Si tratta della formulazione legislativa di una giustizia che si attendeva da tempo, dopo essere stata richiesta da più parti, compreso il capo di tutti i cappellani militari del Vaticano.
L’Italia stava dunque seguendo l’esempio di Francia e Gran Bretagna, che hanno riabilitato i loro fucilati per diserzione, fino a che la legge non è stata stravolta dal Senato un mese fa. Nicola Latorre (PD) lo motiva in maniera poco convincente, come racconta Paolo Rumiz nel suo articolo su Repubblica; si fa riferimento, tra l’altro, ai problemi di risarcimento per i discendenti delle vittime, a un paradossale conflitto di competenze tra parlamento della Repubblica e l’ex ordinamento monarchico, che non esiste più da settant’anni, fino al rifiuto, a causa della giovane età, di far collaborare le scuole nella scrittura della targa ai fucilati da depositare al Vittoriano. La legge dunque non è passata, nonostante il nostro paese si trovi ad avere una responsabilità in più rispetto alle altre nazioni belligeranti: la ricostruzione storica ci parla di un primato tutto italiano non solo per l’altissimo numero di esecuzioni, ma anche per la durezza della disciplina voluta dal Generale Cadorna che ebbe pochi eguali nella Grande Guerra.

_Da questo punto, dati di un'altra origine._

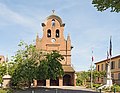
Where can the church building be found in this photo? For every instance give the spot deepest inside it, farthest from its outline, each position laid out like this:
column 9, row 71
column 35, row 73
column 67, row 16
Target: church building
column 53, row 39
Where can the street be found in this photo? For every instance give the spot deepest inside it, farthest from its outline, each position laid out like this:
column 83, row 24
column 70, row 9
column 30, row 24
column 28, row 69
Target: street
column 53, row 90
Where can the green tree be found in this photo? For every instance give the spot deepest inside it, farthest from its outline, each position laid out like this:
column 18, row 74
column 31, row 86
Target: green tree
column 102, row 5
column 24, row 71
column 30, row 64
column 50, row 67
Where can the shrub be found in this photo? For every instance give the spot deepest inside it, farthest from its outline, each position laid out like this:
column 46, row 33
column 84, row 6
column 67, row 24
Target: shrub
column 116, row 87
column 96, row 85
column 3, row 91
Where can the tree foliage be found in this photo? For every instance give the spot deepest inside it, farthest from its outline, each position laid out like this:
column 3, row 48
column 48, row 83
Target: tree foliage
column 30, row 64
column 102, row 5
column 2, row 71
column 84, row 77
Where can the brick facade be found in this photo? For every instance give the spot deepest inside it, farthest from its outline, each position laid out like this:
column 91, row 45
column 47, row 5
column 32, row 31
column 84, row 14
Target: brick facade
column 53, row 39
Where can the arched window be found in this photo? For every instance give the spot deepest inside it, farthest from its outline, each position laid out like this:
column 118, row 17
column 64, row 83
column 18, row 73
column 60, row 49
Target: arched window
column 49, row 33
column 53, row 22
column 57, row 33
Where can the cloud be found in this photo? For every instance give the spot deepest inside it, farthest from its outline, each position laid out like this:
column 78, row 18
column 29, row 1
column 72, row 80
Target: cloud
column 11, row 17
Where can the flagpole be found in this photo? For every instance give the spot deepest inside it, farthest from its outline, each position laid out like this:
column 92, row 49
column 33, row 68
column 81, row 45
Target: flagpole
column 91, row 76
column 91, row 83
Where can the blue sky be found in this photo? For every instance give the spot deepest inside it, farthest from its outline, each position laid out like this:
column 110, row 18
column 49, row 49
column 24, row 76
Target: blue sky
column 88, row 28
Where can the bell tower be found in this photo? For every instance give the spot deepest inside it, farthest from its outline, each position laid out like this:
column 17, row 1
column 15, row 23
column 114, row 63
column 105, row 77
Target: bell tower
column 53, row 39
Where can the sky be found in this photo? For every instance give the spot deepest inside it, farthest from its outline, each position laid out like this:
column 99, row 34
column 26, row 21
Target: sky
column 89, row 29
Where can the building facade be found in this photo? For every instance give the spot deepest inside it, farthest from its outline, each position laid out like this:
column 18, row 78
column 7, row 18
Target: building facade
column 53, row 39
column 2, row 59
column 115, row 69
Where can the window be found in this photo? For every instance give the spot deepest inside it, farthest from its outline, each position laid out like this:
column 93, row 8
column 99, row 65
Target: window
column 49, row 33
column 119, row 76
column 98, row 68
column 119, row 63
column 57, row 33
column 102, row 67
column 112, row 75
column 53, row 22
column 113, row 65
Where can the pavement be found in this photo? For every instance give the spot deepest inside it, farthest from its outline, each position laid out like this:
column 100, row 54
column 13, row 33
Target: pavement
column 57, row 89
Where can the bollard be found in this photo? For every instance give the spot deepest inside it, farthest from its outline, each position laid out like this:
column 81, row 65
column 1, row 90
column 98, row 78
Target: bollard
column 33, row 91
column 100, row 90
column 114, row 90
column 56, row 90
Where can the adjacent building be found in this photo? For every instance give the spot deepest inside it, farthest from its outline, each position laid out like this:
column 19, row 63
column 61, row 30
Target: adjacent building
column 115, row 69
column 53, row 39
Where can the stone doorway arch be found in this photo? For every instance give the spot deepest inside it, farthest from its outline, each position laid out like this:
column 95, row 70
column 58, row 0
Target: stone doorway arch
column 41, row 82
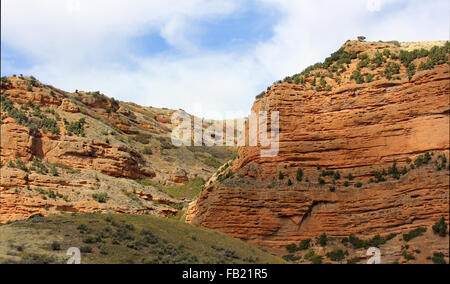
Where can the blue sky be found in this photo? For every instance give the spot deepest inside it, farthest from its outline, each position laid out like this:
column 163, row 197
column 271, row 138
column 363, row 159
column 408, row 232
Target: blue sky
column 208, row 57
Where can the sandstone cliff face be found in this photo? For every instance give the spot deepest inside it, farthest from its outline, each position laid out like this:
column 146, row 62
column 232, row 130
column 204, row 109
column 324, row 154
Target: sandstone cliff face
column 353, row 129
column 47, row 170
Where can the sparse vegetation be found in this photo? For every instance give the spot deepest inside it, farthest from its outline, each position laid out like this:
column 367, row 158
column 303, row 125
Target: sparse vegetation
column 440, row 228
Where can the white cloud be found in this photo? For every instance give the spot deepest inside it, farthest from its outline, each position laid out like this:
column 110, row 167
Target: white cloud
column 88, row 44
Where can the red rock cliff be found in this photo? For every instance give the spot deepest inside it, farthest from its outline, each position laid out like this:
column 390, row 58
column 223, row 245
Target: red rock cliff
column 350, row 129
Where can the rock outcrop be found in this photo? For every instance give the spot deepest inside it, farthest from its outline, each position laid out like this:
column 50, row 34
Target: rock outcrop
column 84, row 152
column 339, row 138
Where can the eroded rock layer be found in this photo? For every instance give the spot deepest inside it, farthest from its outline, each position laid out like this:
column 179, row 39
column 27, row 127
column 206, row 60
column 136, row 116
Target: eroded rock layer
column 351, row 131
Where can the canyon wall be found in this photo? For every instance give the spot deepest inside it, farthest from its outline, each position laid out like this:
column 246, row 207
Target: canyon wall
column 353, row 130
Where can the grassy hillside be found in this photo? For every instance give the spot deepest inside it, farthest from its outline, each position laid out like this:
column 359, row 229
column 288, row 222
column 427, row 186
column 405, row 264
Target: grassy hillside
column 122, row 239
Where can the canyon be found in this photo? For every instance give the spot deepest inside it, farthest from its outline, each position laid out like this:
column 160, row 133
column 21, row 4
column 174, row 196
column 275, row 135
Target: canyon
column 363, row 151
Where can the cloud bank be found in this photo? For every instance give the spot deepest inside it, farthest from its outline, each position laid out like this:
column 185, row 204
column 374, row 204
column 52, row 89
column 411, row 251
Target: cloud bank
column 109, row 45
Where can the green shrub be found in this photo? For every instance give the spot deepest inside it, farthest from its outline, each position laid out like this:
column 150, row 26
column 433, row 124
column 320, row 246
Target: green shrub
column 414, row 234
column 53, row 171
column 337, row 255
column 76, row 128
column 323, row 239
column 358, row 77
column 292, row 248
column 313, row 257
column 299, row 175
column 438, row 258
column 321, row 181
column 391, row 69
column 440, row 228
column 101, row 197
column 86, row 249
column 354, row 260
column 20, row 165
column 143, row 138
column 304, row 245
column 56, row 246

Reazioni dure dei deputati del PD Gian Piero Scanu e Giorgio Zanin, principali promotori della legge. Zanin dichiara: “Così si avalla la tesi che Norimberga fu un’ingiustizia, perché si condannarono militari ligi agli ordini”. Così invece Scanu: “È del tutto sconcertante che una proposta votata dalla Camera, in questo caso all’unanimità, e approvata con il consenso del governo, venga interamente soppressa per essere sostituita con un’altra che ne cancella l’intento originario”. E prosegue, mostrando i difetti della nuova legge: “Il testo proposto dal Senato lascia irrisolta la richiesta di riabilitazione. Tanto per fare un esempio: con quella norma sarà restituito l’onore alla memoria agli alpini di Cercivento? Non lo sapremo mai. Che senso ha offrire il perdono alle vittime della decimazione quando invece dovremmo chiederlo noi a loro? Come è possibile arrivare a definire l’orribile pratica della decimazione (soldati estratti a sorte per essere fucilati) come ‘cruenta applicazione della giustizia militare di quel tempo’?”

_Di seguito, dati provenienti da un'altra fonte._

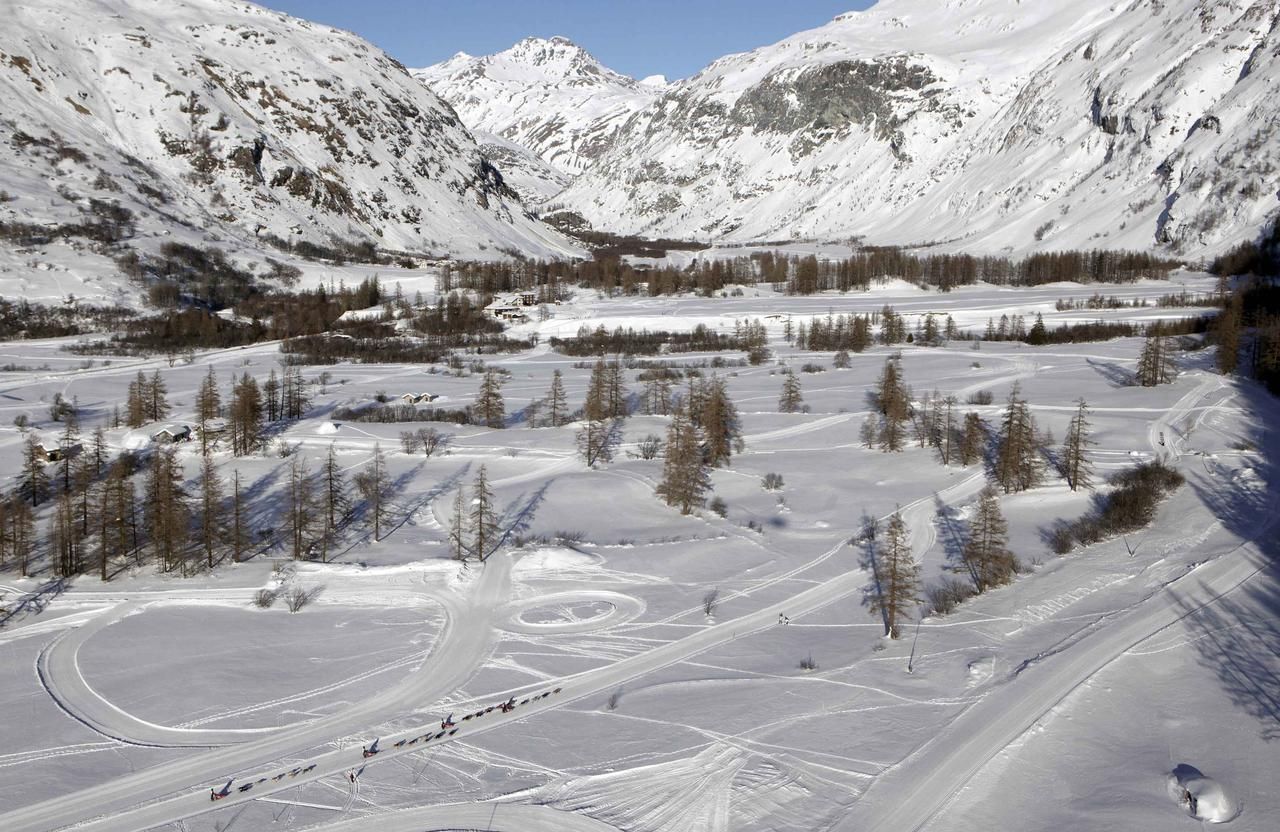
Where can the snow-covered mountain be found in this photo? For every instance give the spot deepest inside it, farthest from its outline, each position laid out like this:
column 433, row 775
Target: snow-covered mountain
column 225, row 118
column 549, row 96
column 986, row 124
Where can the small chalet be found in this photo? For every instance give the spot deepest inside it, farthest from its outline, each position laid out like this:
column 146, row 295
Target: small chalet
column 170, row 434
column 56, row 452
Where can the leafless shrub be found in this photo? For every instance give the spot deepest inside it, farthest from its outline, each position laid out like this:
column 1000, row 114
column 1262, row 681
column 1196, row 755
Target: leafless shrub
column 432, row 439
column 1061, row 539
column 949, row 594
column 410, row 442
column 981, row 397
column 649, row 447
column 300, row 597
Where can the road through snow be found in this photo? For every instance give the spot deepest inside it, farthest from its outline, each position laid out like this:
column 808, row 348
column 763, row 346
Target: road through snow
column 909, row 795
column 915, row 790
column 117, row 814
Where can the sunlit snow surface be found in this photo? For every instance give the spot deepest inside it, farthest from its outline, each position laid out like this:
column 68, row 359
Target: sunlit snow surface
column 668, row 718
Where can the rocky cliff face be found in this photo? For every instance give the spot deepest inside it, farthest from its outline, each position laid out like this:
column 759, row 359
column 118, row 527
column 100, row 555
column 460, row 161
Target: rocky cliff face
column 549, row 96
column 983, row 124
column 227, row 118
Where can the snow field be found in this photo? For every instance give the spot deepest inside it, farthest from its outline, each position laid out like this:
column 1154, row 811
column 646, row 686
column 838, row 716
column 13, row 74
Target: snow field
column 671, row 721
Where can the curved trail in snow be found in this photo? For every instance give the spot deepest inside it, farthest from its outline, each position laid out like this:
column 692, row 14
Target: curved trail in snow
column 499, row 817
column 462, row 645
column 58, row 668
column 103, row 809
column 914, row 791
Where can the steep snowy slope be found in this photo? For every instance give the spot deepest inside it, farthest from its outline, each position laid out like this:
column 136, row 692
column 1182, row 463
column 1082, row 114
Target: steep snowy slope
column 983, row 123
column 549, row 96
column 224, row 117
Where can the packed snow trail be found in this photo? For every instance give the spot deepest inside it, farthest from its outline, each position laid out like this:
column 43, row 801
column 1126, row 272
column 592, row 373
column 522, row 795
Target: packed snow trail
column 909, row 795
column 499, row 817
column 208, row 768
column 58, row 667
column 462, row 645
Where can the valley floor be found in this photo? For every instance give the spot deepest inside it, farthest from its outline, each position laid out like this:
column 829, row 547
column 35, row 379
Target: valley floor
column 1066, row 699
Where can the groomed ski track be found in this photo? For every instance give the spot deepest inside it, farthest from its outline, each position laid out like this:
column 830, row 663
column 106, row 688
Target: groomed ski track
column 906, row 796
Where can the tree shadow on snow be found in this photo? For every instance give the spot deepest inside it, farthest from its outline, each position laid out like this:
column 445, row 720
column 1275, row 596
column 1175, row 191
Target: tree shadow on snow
column 1114, row 374
column 1238, row 635
column 519, row 515
column 954, row 534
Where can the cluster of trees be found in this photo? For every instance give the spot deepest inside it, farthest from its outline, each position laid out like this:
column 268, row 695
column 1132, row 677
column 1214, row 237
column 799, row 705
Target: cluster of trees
column 1129, row 506
column 109, row 513
column 23, row 319
column 474, row 533
column 146, row 400
column 704, row 433
column 1156, row 364
column 807, row 275
column 935, row 424
column 627, row 342
column 804, row 275
column 1247, row 332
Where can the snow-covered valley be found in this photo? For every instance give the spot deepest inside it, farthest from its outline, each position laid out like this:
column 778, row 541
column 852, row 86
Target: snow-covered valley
column 128, row 700
column 515, row 444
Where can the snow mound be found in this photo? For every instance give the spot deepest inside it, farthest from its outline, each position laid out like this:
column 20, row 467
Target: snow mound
column 1203, row 798
column 136, row 440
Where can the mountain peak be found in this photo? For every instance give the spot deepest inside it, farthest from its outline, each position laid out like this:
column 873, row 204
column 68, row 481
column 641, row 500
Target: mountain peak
column 547, row 95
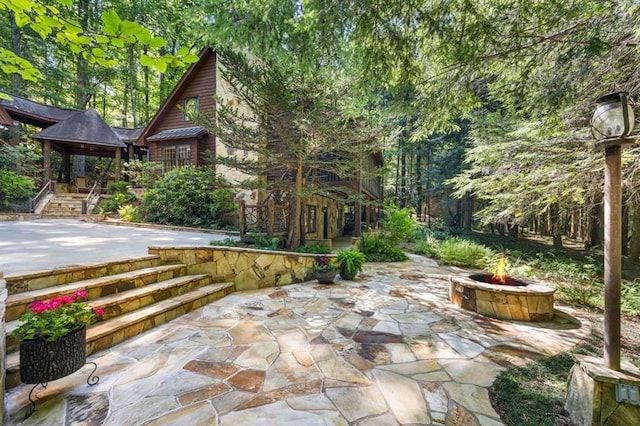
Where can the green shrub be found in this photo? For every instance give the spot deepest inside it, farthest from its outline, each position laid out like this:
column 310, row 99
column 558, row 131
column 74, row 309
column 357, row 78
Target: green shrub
column 397, row 225
column 115, row 203
column 190, row 196
column 376, row 249
column 351, row 260
column 314, row 248
column 265, row 243
column 630, row 297
column 419, row 233
column 427, row 247
column 227, row 242
column 142, row 174
column 118, row 187
column 460, row 252
column 14, row 187
column 129, row 213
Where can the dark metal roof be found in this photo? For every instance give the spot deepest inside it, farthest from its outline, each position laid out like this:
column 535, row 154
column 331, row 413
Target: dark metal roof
column 35, row 112
column 128, row 135
column 86, row 127
column 182, row 133
column 175, row 94
column 5, row 118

Noi di ecopolis – dopo aver scritto nel 2014 dell’appello per la riabilitazione dei disobbedienti di guerra – abbiamo parlato con Mao Valpiana, presidente e storico esponente del Movimento Nonviolento italiano. “Il testo approvato dalla Camera era un buon testo”, ci dice, “la battuta d’arresto avvenuta con lo stravolgimento al Senato è del tutto inaspettata”. “Non è la prima volta però”, prosegue, “che le istituzioni si mostrano più arretrate della coscienza del paese, che è lontano dalla retorica dell’eroismo, non solo di matrice fascista ma anche falsa in sede storica: è necessario dunque continuare la campagna culturale su questo tema, per ottenere la legge il prima possibile, con l’aiuto dei molti senatori e deputati disponibili”. “Come Movimento Nonviolento”, conclude, “siamo sempre stati su questo tema e non demordiamo: dobbiamo rendere onore e restituire dignità ai tanti giovani disertori, renitenti, obiettori che rifiutarono il massacro, cercando di salvare la vita.”